Es tarea vana replicar cada acusación que realizó Carrió contra esos dirigentes que se difundieron durante todo el día en diferentes medios. El eje de la discusión no es ese. La manera que tanto JxC como el FdT tienen de resolver la crisis inflacionaria, la pobreza e inflación que sufre el país es enredarse en vacías discusiones y profundizar la grieta externa e interna. Esto también se ve en la profunda discordia entre CFK y Alberto Fernández y Sergio Massa.
¿Cómo confiar en la unidad y futuro de un espacio, que supuestamente presume tener programas de gobierno, si los máximos referentes se entretienen criticándose en duros términos el uno al otro?
Las declaraciones de Carrió evidencian una vez más que la naturaleza de las coaliciones políticas argentinas son meramente electorales y no de gobierno. Son coaliciones oportunistas, temporales y circunstanciales. Una vez que cada uno recibe o no lo que arregló con el otro, la alianza política cesa y empiezan las peleas por el liderazgo, por las candidaturas y el griterío interno.
Con una inflación del 100%, pobreza del 55%, indigencia de casi el 20%, desempleo 30% y salarios desplomados, ¿esta es la respuesta que quiere la sociedad?
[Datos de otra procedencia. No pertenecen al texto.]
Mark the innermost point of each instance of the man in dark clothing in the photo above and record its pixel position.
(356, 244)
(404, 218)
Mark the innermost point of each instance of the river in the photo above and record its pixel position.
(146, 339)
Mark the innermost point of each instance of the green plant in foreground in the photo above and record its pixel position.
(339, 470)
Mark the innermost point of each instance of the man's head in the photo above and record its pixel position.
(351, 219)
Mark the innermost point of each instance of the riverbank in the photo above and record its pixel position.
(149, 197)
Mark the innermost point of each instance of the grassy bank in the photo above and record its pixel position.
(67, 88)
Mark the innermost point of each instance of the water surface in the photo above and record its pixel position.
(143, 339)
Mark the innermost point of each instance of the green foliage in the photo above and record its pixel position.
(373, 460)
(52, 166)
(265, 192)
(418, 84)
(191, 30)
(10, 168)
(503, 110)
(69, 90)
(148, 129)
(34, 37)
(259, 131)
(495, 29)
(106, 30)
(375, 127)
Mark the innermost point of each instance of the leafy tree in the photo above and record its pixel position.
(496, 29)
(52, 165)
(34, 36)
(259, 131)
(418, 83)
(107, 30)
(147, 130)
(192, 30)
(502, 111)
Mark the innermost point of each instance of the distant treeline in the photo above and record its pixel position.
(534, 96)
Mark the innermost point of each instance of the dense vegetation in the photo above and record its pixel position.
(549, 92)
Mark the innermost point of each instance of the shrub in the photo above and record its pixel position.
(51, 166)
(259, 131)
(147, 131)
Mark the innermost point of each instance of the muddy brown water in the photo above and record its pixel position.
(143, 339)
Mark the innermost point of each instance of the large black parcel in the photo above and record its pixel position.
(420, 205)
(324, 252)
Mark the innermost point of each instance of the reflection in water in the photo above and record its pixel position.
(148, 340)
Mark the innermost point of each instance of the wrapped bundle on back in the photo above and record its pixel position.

Las mayores fuerzas políticas del país, impotentes de resolver la problemáticas complejas, ocupan la agenda política con una tediosa lucha de poder interna que termina por perjudicar a los “representados”, la sociedad que espera desesperanzada respuestas, soluciones, reacciones. De este modo, la política se encuadra como una contienda dramática entre sus actores con sus pasados y sus experiencias, en lugar de afrontar problemas como la sanidad, las ayudas sociales o la educación, de discutir y acordar ideas ,y de formular de una vez por todas un rumbo no perfecto, pero prometedor en beneficio del país.